The imagined objectivity of the present makes the art of preservation all the more challenging. What if we save the wrong things? What if our re-landscaping is just tacky nostalgia? While these questions are impossible to answer in the present, the preservationist movement, particularly in the landscaping world, is somehow finding a tight-rope thin balance in its approach.


A brief walk from Forest Hills, the final stop on the Orange Line, finds me in an entirely unfamiliar clime: Jamaica Plain. The neighborhood is a bizarre zoning amalgam—smokestacks intermingle with freshly-painted Arts and Crafts homes and ugly 1960s high-rise apartment buildings. One of the first suburbs spurred on by the advent of public transportation in the country, Jamaica Plain was a vibrant immigrant community throughout the first half of the 20th century. However, the plight of redlining, or economically and racially motivated mortgage and insurance restrictions brought a period of economic decline, which gentrification has reversed over the last 20 years. Nestled in the center of the neighborhood is the Arnold Arboretum. Owned and operated by Harvard and partially maintained by the City of Boston, the 281-acre arboretum has been a cultural touchstone in the constantly shifting neighborhood for over 140 years.

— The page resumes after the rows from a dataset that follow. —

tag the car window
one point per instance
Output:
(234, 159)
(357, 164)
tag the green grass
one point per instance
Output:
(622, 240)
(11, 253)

I meet Jon Hetman, the communications and stewardship officer at the Arboretum, at his office in the red-brick Victorian Hunnewell Visitor Center. Hetman has held the post for 14 years and, like Weishan, appears to be an informational master of his domain. He tosses out dates and plant species with appealing panache. He tells me that the Arboretum, originally bequeathed to Harvard in the early 1870s, is a link in the famed Emerald Necklace, an interconnected series of Boston green spaces designed by landscape architect and co-designer of Central Park Frederick Law Olmsted. Hetman applauds how vigilant the Arboretum staff has been in maintaining Olmsted and inaugural director Charles Sprague Sargent’s initial vision for the space: “We’ve always taken it as a point of pride that we are one of the best-preserved of Olmsted’s landscapes,” Hetman says. He describes Olmsted and Sargent’s decision to organize the plants by their chronological place on the evolutionary timeline. The two men, still less than 20 years removed from “On the Origin of Species,” wanted to have people walk through the Arborway Gate and get a view of how plants developed using the Arboretum’s  own collection.

The Arboretum was faced with a difficult choice when modern horticulture began to disprove Olmsted and Sargent’s understanding of the progression of plant evolution. “The conifers, which are very far into the Arboretum and which I guess they thought were of the more advanced order, are actually the more ancient plants,” Hetman explains. As a result of these discoveries, the Arboretum staff was faced with the question of whether to alter Olmsted’s evolutionarily incorrect aesthetic. “Once you set this landscape up, though, it isn’t easy to move things around. We’ve stuck to that original plan.” Their valuing of Olmsted’s aesthetic and the logistical grace of his set-up over his theory has, in Hetman’s eyes, been integral to the continued beauty and flow of the space.